Now then, let’s get right to it. Mapping the MS20 to Live was a breeze, which really shows how brilliant Ableton is. Basically, you click on the midi mapping button at the top right of the program. Everything that can be assigned a knob, switch or fader will now turn purple. You click on the thing you want to control, then head over to your controller and turn the knob you want to use. Done.

So I went ahead and used that process for the primary things in Simpler, the E301 echo unit, the reverb and the ‘bender’. Before I actually mapped things, I sat down with a plain template for the MS20 which looks like this:

I brought the plain template into Photoshop. Then I studied. Hard. I spent two nights on just notes. I went into the studio and tried a few variations, but in the end, this is the map that I wound up with:

As you can see (click the image to see it full size), there is quite a bit of stuff going on, but as complex as it looks, the mapping is quite intuitive to me. The Sample Section is where I edit the start and loop points of the sample, and to the left of this is the envelope generator. The Spread knob does a stereo widening of the sound and detunes it. Next to this is the reverb unit. To turn on the reverb, I hit my V key. Then, I use the three knobs to edit the tail of the verb. The VCF section of the MS20 does the same thing for Simpler, the exception being that I have the ability to select different filter types (follow the black line under VCF). Next to the filter is the Echo section, and all the controls were mapped on the delay unit perfectly. Under this is the filter’s envelope generator, which I can turn on or off by clicking F.

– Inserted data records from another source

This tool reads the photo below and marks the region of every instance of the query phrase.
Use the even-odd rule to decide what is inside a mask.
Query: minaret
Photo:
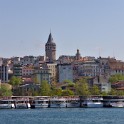
[[[53,41],[52,34],[49,34],[48,41],[45,45],[46,62],[53,63],[56,60],[56,44]]]

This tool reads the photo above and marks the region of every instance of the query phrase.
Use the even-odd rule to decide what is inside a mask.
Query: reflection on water
[[[123,108],[0,110],[0,124],[123,124]]]

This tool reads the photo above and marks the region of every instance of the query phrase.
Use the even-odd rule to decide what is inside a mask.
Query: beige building
[[[49,34],[48,41],[45,44],[46,61],[53,63],[56,61],[56,44],[53,41],[52,34]]]
[[[47,63],[47,67],[50,70],[51,73],[51,79],[55,80],[56,79],[56,74],[57,74],[57,69],[56,69],[57,64],[56,63]]]

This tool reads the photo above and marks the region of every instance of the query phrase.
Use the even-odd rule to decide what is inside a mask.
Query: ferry
[[[0,109],[11,109],[15,108],[14,101],[12,99],[0,100]]]
[[[123,96],[103,96],[104,107],[124,107]]]
[[[111,107],[114,108],[123,108],[124,107],[124,102],[114,102],[114,103],[110,103]]]
[[[19,99],[14,99],[14,101],[15,101],[16,109],[26,109],[31,107],[28,99],[19,98]]]
[[[82,102],[82,107],[87,108],[101,108],[103,107],[103,98],[102,97],[89,97]]]
[[[48,108],[49,99],[47,98],[38,98],[34,99],[31,103],[31,108]]]
[[[79,108],[80,107],[80,99],[79,97],[70,97],[66,100],[67,108]]]
[[[66,99],[63,97],[50,98],[50,108],[66,108]]]

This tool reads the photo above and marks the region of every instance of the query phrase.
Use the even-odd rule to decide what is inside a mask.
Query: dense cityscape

Now, under the filter envelope is the ‘bender’. To use it, I click B on keyboard and it turns that section on. There is no explanation as to what the knobs do so because they are a bit random (that’s the point of bending). The Pitch knob tunes the sample freely, and to the far left is the LFO section. The amount of modulation is controlled by the mod wheel of course.

Oh, you cannot see it, but the master volume knob controls.. volume. Comparing the MS20 Simpler Sampler to the MPC and the EPS, I find the MS20 approach far more engaging to record samples on the fly. It is about as close as one can get to the immediacy of my VSS30 without the 1 second limit and the hassles of not being able to save anything. But here’s a little bit of that toy:


It should also be noted that I did not create the MS20 Simpler to sample drum loops or cut them, as that is better handled by Wavelab, Maschine, and Battery. This is a traditional sampler with a personal twist. And right now, it has become my favorite toy of all (the MS20 itself is wonderful too). A video demo will happen soon!

The Process

  1. Load Ableton Live project (the first mouse move)

  2. hit A then R, and record something using my audio inputs

  3. Stop recording by using the space bar and click P

  4. Drag the sample into Simpler (the only other mouse move)

  5. Play around on the MS20.

OR … Skip step 2 and 3 and just drag random samples into Simpler.  OR … Click M and play around with the circuit bending instruments and record a sample by clicking R.

The next step is to add another controller to facilitate what the computer keyboard is doing, although this is honestly not needed in this case.